The Promise and Peril of JSON logging

Oakley Hall
7 min readMay 3, 2024
Photo by Luis Soto on Unsplash

Picture yourself on a P1 incident call with 60 people. You’re triaging a revenue impacting failure of your service. The client is crashing on 1 out of 3 requests, but your system is not alerting. You reach for your server logs to determine the reason for the failures but you find nothing useful. You’re just logging the route and status code which are all 200s. A pit opens up in your stomach as your boss demands an update.

What are logs?

As developers, we’re always logging. Sometimes it’s a console.log(“here”) used for local debugging, sometimes it’s detailed HTTP logs used for ad-hoc queries on production app behavior at scale. In either case, the greater the detail and organization of your logs the better the picture you get of your application state.

There are many ways computers can tell us what’s going on. One is by simple single line statements that we define. See the above console.log(“here”) or maybe something slightly more helpful like log(“GET user/1234”) to indicate that our server has responded to an HTTP call with a GET verb and a defined route.

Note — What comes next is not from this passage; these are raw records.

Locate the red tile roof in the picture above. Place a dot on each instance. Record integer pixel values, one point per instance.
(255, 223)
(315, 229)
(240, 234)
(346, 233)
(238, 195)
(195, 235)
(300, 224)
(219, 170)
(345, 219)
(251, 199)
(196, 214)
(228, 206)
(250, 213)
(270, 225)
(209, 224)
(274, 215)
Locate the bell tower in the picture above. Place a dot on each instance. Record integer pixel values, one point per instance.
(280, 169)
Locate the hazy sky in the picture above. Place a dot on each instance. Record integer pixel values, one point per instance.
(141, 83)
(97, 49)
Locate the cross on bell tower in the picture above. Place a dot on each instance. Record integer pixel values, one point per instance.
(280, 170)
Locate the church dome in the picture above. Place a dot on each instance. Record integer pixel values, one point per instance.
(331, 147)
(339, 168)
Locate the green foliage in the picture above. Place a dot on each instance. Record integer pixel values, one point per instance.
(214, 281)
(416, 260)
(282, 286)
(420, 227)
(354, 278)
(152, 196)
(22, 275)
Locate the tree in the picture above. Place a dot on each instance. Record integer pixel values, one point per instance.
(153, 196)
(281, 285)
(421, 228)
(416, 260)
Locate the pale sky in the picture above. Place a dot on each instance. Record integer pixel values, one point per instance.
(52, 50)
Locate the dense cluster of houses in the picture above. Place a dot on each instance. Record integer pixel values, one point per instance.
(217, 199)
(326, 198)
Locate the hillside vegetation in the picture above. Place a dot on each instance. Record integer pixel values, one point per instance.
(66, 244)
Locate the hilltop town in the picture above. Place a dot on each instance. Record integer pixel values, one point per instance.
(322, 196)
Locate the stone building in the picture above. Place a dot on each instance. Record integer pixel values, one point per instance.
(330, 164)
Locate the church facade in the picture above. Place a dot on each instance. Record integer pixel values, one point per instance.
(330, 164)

There are many types of structured log formats that take this approach. For example, in Common Log Format (CLF) that might look something like this:

127.0.0.1 — — [01/Jan/2022:12:34:56 +0000] “GET user/1234 HTTP/1.1” 200 1234

Here we have even more details, like the client IP, date and time, status code and the size of the object returned. This is much more useful than an ad-hoc statement like console.log(“here”)!

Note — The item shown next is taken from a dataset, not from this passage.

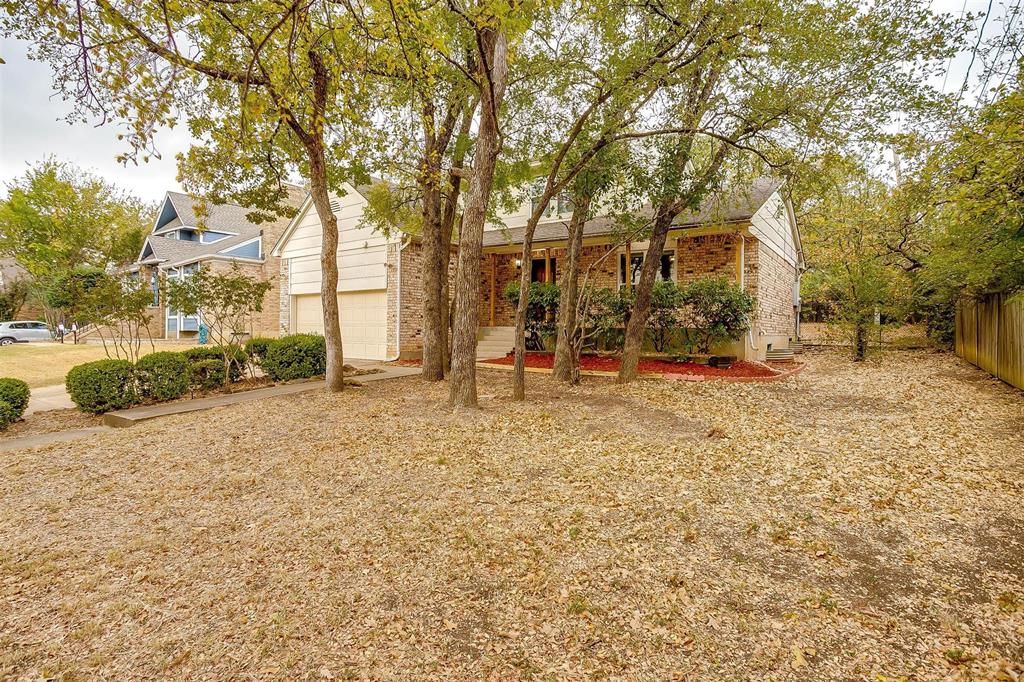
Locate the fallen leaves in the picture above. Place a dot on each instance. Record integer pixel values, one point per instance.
(853, 522)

Apache log format is even more better, with info like Referer and User-Agent

127.0.0.1 — — [01/Jan/2022:12:34:56 +0000] “GET user/1234 HTTP/1.1” 200 1234 “https://www.example.com" “Mozilla/5.0 (Windows NT 10.0; Win64; x64) AppleWebKit/537.36 (KHTML, like Gecko) Chrome/96.0.4664.93 Safari/537.36”

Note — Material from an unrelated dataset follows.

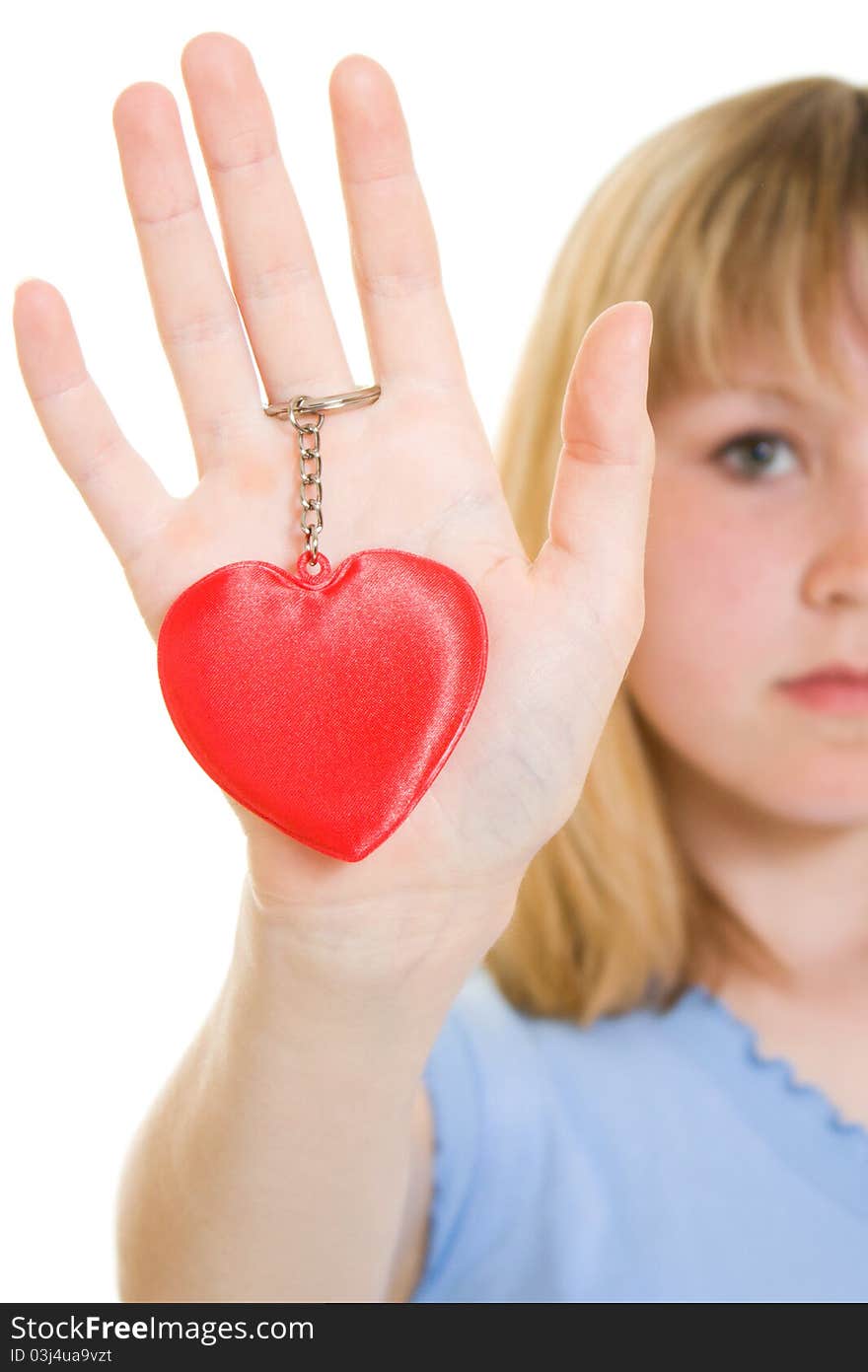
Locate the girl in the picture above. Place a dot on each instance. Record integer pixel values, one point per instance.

These log formats offer some relevant details about an HTTP request. This is enough to get a basic idea of what is happening on our service and what clients are calling it. We can do things like alerting on problematic status code patterns and identifying issues with categories of clients. This format is also very easy to read and search using command line tools. The limited number of characters also has the advantage of consuming less disk space, so it’s cheap and easy to deal with. If our application is small and our only log analysis is going to be done by hand, examining individual log files, this format is probably ok.

Logs are not good for everything

At scale, however, our needs change. First, we’re going to want real time monitoring of our application. Application logging is NOT ideal for this use case. Rather, we want to use very structured events and tools optimized for monitoring time series data. In this way, we can effectively monitor error codes and latency over time. Publishing something like Prometheus metrics is a better, cheaper and faster choice than relying on our logs here.

Logs can be really good for some things

There will be many times when we need to perform ad-hoc queries on our system’s behavior in order to debug some issue. For these kinds of problems, relying on a limited set of predefined data points is not enough. We need to be able to find the problematic transactions in our logs and be able to see the application state at the time of the issue. One method of reading application state is serialization. Serialization is the process of converting an object in memory into a form that can be stored or transmitted, like a string. If we’re going to log application state, we want to serialize some aspect of it so that we can store that in a file and review it later.

Enter JSON

As NodeJS developer, I was introduced to JSON formatted logs early on. In JavaScript everything is an object so if you want to serialize any data structure such that you can log it, the output would almost always be JavaScript Object Notation (JSON)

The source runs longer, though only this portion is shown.